Trend Micro is making the case that cybersecurity has reached a level of complexity that requires increased reliance on machine learning algorithms and other forms of artificial intelligence (AI)—technologies it will manage on behalf of customers when required.
Steve Neville, director of global strategy for Trend Micro, said the Trend Micro Managed Detection and Response (MDR) service can aggregate data from more than 250 million endpoints to enable machine learning algorithms to prioritize alerts and identify high-risk threats faster than cybersecurity teams could on their own. Armed with that information, cybersecurity teams can orchestrate and automate the appropriate levels of response.

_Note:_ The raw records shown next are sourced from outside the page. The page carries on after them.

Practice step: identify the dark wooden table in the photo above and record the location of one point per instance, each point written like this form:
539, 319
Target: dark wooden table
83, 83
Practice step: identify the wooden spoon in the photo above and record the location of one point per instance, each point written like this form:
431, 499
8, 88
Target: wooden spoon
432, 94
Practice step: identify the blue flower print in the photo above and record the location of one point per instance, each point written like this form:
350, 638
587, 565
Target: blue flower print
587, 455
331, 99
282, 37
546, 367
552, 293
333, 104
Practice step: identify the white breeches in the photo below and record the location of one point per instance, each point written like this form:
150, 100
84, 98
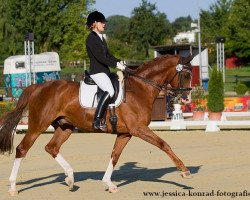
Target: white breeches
104, 82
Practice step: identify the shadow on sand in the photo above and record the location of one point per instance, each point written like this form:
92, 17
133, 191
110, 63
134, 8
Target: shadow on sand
128, 173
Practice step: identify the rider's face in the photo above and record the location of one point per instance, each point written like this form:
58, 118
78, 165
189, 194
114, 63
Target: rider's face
98, 27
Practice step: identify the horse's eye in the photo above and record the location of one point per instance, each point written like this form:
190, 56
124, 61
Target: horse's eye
187, 76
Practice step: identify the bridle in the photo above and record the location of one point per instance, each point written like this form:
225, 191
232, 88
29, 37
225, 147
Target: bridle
166, 87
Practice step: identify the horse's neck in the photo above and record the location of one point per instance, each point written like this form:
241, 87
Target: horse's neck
156, 77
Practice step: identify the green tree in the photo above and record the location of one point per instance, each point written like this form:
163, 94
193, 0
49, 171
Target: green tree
117, 27
213, 22
238, 30
74, 32
148, 27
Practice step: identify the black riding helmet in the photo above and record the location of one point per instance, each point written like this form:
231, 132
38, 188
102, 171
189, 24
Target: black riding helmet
95, 17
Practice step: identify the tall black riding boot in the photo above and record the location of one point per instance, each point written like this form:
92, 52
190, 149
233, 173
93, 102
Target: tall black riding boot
100, 110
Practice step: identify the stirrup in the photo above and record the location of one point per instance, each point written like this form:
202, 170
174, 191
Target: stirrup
98, 124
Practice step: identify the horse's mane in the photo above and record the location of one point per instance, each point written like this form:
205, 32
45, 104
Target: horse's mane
152, 62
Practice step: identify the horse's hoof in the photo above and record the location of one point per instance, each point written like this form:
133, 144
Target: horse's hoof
13, 193
186, 174
113, 189
70, 182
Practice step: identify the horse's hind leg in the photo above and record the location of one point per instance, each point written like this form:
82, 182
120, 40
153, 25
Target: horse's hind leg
149, 136
61, 134
119, 145
21, 151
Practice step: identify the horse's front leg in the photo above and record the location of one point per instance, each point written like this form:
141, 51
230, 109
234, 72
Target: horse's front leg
149, 136
53, 148
119, 145
13, 177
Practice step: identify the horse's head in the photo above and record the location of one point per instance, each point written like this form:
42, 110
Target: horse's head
169, 72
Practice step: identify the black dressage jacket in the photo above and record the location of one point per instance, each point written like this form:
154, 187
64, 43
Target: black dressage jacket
100, 57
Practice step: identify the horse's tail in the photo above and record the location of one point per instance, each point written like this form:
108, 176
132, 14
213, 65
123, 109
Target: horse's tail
10, 121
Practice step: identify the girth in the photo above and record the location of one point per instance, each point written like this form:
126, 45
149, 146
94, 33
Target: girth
114, 80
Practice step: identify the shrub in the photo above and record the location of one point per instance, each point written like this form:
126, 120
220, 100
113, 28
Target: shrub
241, 89
215, 98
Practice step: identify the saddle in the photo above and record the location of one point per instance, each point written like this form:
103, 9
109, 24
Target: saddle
89, 82
115, 82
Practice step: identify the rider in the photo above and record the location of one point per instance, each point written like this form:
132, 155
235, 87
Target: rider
100, 60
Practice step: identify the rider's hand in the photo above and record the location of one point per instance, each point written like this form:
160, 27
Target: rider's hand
121, 66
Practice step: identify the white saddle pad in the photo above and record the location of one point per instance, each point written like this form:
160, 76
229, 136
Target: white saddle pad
88, 99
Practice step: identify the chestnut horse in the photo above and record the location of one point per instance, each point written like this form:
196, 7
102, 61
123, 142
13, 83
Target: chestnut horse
56, 103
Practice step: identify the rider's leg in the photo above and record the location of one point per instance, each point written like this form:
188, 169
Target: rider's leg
103, 82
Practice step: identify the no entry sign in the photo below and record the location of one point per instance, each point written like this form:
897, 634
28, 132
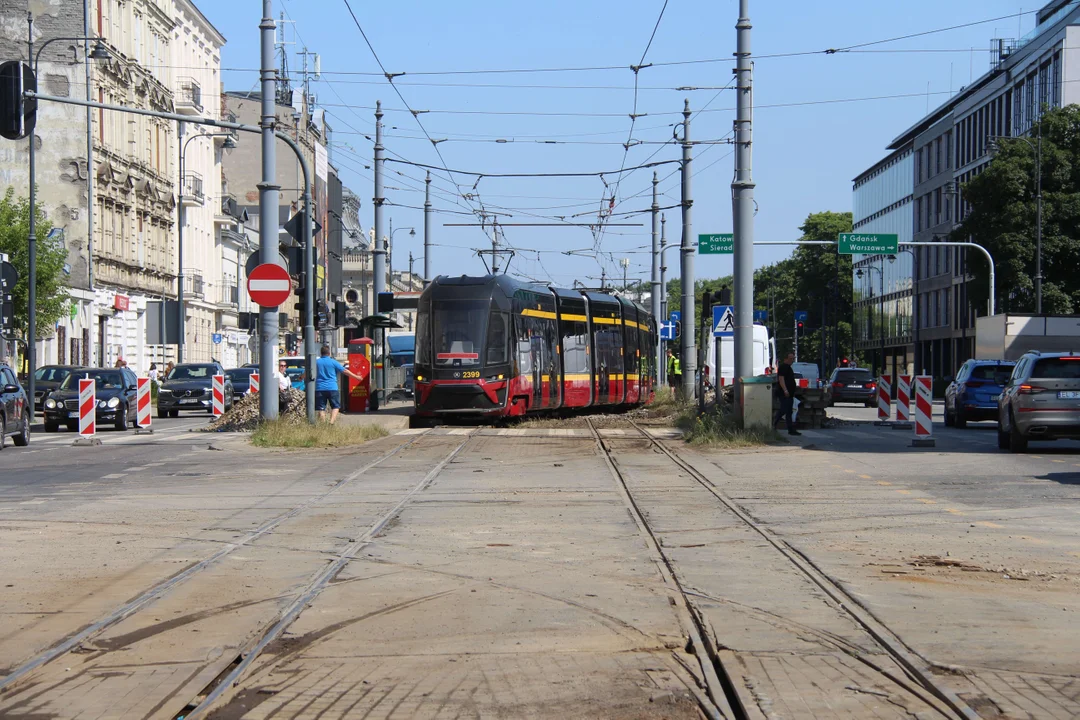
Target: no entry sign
269, 285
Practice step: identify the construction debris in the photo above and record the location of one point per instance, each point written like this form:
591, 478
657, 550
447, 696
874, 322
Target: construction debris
243, 417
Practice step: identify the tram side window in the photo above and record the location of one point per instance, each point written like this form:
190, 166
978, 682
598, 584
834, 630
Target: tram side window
575, 348
497, 340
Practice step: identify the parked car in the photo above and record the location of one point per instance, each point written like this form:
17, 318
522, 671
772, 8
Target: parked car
116, 393
973, 395
14, 409
852, 384
190, 386
49, 378
1040, 402
241, 378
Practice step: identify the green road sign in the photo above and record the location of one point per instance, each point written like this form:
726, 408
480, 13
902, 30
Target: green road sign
724, 244
863, 243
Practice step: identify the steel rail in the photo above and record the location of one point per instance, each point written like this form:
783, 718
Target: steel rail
202, 703
719, 691
159, 589
916, 666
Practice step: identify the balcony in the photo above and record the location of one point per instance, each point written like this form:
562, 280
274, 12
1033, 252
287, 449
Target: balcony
193, 194
189, 97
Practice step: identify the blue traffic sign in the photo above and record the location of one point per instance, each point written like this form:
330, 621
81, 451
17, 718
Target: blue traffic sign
724, 321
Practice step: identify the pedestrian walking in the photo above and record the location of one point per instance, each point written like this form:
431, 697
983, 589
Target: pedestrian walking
327, 370
674, 371
785, 388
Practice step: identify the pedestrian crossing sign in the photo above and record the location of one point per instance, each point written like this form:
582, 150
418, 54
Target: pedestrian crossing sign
724, 321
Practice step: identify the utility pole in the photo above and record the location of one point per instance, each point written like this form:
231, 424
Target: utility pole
268, 209
689, 360
427, 229
742, 200
655, 304
378, 252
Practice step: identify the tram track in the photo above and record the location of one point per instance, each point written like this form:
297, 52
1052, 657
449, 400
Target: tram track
25, 670
917, 669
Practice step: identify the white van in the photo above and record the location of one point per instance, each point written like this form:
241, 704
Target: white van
765, 355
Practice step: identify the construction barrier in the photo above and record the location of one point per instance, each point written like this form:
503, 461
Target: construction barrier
923, 411
904, 398
885, 397
88, 407
143, 403
218, 395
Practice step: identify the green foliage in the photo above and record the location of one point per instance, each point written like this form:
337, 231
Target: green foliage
1002, 218
52, 300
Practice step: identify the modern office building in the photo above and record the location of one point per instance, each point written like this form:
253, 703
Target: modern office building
948, 147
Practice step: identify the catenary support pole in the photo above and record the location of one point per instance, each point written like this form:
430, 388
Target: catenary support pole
427, 229
378, 252
31, 333
689, 358
268, 211
180, 220
742, 195
655, 304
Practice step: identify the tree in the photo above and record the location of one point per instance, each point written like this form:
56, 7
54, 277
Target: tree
1002, 218
52, 300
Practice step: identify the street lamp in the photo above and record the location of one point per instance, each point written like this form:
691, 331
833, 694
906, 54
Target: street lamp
229, 144
994, 145
859, 273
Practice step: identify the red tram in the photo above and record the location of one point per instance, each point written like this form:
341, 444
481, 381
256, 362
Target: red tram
494, 347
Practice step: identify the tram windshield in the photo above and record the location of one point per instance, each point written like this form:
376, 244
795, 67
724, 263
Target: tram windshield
458, 331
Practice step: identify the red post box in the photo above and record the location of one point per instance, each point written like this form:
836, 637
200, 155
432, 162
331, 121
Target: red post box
359, 394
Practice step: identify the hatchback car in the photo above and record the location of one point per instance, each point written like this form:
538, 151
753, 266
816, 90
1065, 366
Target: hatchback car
1041, 401
852, 384
49, 378
14, 409
116, 392
189, 386
973, 395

Machine learning algorithms will be embedded across the entire Trend Micro portfolio, Neville said, so customers can either opt to employ a managed service provided by Trend Micro or deploy the company’s security software on their own.
Neville said Trend Micro MDR is intended to augment cybersecurity professionals, not replace them. In some cases users will access Trend Micro MDR directly, while in other cases Trend Micro MDR will complement the capabilities of managed security service providers (MSSPs).
Neville said AI isn’t a “silver bullet” for cybersecurity. But it does enable cybersecurity experts, who are in short supply, to cope with cyberattacks that are increasing in volume and sophistication.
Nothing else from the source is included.